Cupboards are really useful, especially when they’re nice and wide with lots of shelving like the under stairs one in our basement. The only problem is though, when I bought the house just over a decade ago, into the cupboard went a pile of stuff I didn’t want to deal with (vintage ceramics, bits and bobs, paperwork etc). And there it stayed for years, gathering dust and keeping company with a growing collection of half-used tins of paint.
The basement renovation made me face up to the reality of the no-longer-useful cupboard of stuff. I had already cleared out the nearby hall cupboard of redundant stuff in order to convert it into a pantry and so under the stairs was next on my hit list.

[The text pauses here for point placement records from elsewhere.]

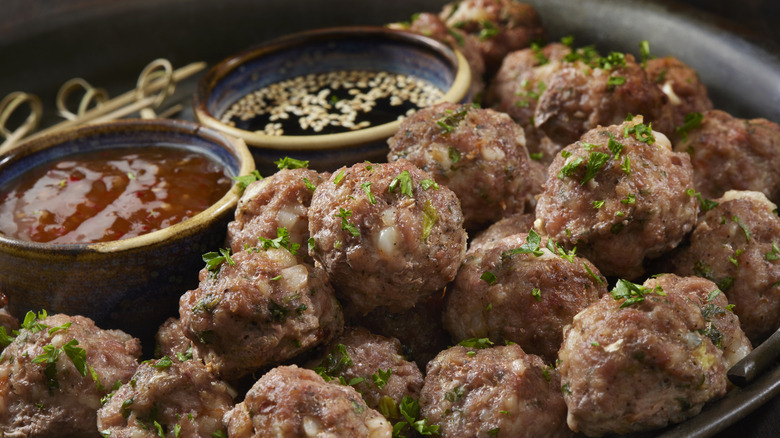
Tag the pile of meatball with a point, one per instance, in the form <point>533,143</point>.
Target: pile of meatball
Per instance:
<point>587,252</point>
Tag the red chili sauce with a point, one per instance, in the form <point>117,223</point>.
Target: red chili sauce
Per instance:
<point>110,194</point>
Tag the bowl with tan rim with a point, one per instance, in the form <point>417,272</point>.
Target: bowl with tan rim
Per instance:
<point>131,279</point>
<point>330,96</point>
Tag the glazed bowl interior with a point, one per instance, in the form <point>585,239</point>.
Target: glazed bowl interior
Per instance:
<point>321,51</point>
<point>132,283</point>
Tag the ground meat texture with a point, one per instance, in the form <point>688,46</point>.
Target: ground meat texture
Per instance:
<point>629,367</point>
<point>515,89</point>
<point>377,362</point>
<point>432,26</point>
<point>523,298</point>
<point>499,391</point>
<point>264,308</point>
<point>294,402</point>
<point>279,201</point>
<point>736,245</point>
<point>729,153</point>
<point>618,209</point>
<point>44,393</point>
<point>684,91</point>
<point>478,153</point>
<point>508,226</point>
<point>385,236</point>
<point>579,97</point>
<point>500,26</point>
<point>167,398</point>
<point>419,329</point>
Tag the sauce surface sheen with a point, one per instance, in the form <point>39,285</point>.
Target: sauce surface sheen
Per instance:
<point>110,194</point>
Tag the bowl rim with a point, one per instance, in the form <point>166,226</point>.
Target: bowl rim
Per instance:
<point>457,92</point>
<point>227,202</point>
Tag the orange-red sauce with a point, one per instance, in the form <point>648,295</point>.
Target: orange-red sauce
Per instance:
<point>110,194</point>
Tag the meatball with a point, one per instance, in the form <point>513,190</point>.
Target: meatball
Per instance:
<point>386,234</point>
<point>53,375</point>
<point>729,153</point>
<point>432,26</point>
<point>736,245</point>
<point>508,226</point>
<point>477,153</point>
<point>167,398</point>
<point>619,196</point>
<point>517,290</point>
<point>376,363</point>
<point>515,89</point>
<point>680,83</point>
<point>498,391</point>
<point>500,26</point>
<point>294,402</point>
<point>419,329</point>
<point>279,201</point>
<point>259,307</point>
<point>581,95</point>
<point>639,359</point>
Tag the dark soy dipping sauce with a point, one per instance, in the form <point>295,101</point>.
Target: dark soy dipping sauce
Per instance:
<point>110,194</point>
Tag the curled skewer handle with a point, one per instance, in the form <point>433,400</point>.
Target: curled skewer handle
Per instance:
<point>91,95</point>
<point>8,106</point>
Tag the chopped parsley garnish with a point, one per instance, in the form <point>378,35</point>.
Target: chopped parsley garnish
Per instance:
<point>244,180</point>
<point>291,163</point>
<point>402,182</point>
<point>633,293</point>
<point>345,224</point>
<point>215,260</point>
<point>691,122</point>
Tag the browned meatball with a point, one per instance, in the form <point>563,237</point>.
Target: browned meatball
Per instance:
<point>375,364</point>
<point>581,95</point>
<point>684,91</point>
<point>53,375</point>
<point>508,226</point>
<point>729,153</point>
<point>432,26</point>
<point>477,153</point>
<point>520,291</point>
<point>386,235</point>
<point>419,329</point>
<point>501,26</point>
<point>498,391</point>
<point>167,398</point>
<point>736,245</point>
<point>279,201</point>
<point>622,204</point>
<point>259,307</point>
<point>294,402</point>
<point>640,359</point>
<point>516,88</point>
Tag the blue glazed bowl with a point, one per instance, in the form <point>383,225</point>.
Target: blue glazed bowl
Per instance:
<point>321,51</point>
<point>132,284</point>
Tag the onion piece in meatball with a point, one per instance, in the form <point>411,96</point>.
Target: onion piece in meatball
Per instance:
<point>522,291</point>
<point>639,359</point>
<point>54,373</point>
<point>736,244</point>
<point>386,234</point>
<point>618,195</point>
<point>294,402</point>
<point>729,153</point>
<point>257,308</point>
<point>477,153</point>
<point>499,391</point>
<point>167,398</point>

As I mentioned in my last blog post, we have an open plan basement room consisting of kitchen/diner/lounge/playroom, all occupying a fairly modest space. As we’ve grown into a family of four, the lounge/playroom area had become cluttered and chaotic, so once the new kitchen/dining area was in place, I set about reorganising. The plan was to empty out the cupboard and get rid of the contents or relocate them elsewhere in the house then use the cupboard to house the growing collection of kids’ craft stuff, wheeled toys, fancy dress costumes and then shove all the random bits into baskets. This way, we could properly tidy away at the end of each day, and keep things reasonably organised and tidy.

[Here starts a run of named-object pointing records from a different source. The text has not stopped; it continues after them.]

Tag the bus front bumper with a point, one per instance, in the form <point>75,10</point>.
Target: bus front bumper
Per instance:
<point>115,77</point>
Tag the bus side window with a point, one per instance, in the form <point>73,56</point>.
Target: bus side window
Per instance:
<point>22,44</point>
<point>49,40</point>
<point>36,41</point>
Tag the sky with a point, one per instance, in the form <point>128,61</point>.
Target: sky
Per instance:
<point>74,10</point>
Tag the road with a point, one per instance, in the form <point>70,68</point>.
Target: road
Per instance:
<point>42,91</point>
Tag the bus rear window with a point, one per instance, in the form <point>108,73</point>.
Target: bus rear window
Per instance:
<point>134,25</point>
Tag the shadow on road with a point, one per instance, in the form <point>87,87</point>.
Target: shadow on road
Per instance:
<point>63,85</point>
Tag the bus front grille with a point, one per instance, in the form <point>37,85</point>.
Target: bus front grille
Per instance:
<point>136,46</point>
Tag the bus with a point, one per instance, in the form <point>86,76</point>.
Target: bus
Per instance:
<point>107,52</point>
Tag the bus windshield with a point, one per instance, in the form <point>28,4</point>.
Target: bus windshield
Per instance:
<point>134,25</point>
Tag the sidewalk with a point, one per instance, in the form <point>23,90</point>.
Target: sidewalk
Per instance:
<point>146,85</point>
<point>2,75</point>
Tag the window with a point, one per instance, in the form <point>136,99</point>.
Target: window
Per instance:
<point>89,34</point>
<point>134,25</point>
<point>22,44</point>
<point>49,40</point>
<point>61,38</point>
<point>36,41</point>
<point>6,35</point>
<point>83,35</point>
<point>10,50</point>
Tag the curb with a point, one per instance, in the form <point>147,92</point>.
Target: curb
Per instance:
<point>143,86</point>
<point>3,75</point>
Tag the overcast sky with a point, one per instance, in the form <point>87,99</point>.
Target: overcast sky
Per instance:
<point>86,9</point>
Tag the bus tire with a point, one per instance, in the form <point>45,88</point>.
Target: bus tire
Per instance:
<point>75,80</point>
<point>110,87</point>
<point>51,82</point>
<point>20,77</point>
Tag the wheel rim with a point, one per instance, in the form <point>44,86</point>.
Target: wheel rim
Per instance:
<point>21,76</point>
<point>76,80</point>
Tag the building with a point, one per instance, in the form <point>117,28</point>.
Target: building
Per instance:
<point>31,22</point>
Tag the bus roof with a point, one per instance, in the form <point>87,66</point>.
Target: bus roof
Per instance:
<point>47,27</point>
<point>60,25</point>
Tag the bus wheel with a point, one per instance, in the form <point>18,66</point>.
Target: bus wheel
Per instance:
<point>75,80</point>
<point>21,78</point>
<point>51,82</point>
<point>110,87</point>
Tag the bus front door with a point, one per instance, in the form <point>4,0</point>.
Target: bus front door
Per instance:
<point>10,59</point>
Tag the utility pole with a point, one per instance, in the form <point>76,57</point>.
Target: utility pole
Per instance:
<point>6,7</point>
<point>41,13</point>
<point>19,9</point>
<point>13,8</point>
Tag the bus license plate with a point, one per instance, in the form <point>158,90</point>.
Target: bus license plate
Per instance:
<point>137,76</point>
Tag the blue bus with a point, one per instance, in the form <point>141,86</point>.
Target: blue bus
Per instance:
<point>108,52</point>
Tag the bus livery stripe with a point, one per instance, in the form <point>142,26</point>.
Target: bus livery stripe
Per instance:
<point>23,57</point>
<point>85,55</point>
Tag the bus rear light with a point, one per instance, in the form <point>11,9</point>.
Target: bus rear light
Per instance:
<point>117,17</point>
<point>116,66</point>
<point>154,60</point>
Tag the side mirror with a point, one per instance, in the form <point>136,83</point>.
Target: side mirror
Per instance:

We got cracking on the big clearout last summer: first, everything was removed and relocated to either the tip or elsewhere in the house. Then we set about getting rid of some of the very awkward shelving which consisted of two rows of wooden slats across the full width of the cupboard. We removed slats so that the shelving only occupied the rear half of the cupboard and cut out any awkward low down shelving altogether. Once that was done, the lino tiles were given a good scrub.
Although this cupboard has been transformed, it’s still just a modest cupboard which has been cleared out and tidied up a bit. The main aim was to make the space clean and usable and hide all the bloody toys, with an aim to spruce it up properly when we had some money to spare again.

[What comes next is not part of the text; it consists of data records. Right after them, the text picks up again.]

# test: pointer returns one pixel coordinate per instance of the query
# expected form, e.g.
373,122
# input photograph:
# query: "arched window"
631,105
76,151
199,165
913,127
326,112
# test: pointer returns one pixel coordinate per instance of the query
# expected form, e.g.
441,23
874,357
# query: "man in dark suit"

But something unexpected happened once the cupboard had been filled with a few toys: our four year old, Clover, immediately adopted it as her house and she kept disappearing inside and shutting the door. So we added a little light and a floor cushion and it was officially her little home.
I had always planned to repaint the doors as they were a fairly lacklustre pale green but ended up going around in circles trying to decide on an alternative colour. I visited Homebase one day still totally undecided but a few minutes later I had a rather vivid pot of yellow paint (Sun Dust 2 by Dulux) in my hands and off I set home with it, reminding myself we could always paint over it if it was too much.
As you can see from the photo below, it IS bright, but it doesn’t dominate the room because the cupboard is set back from the main lounge a bit . It constrasts nicely with the off-white painted wood floor and it also makes a lovely backdrop for photos…
A final touch was a pair of ceramic cloud knobs which finish the doors off perfectly.
And so that’s the story of the cupboard – not really a drastic makeover in terms of innovation or style, but we’ve gained a massive amount of useful storage (even the Jumperoo fits in there at night) and our girls have a little place to call their own, with shelves full of accessible toys and games.
The only problem is that everyone wants to use it!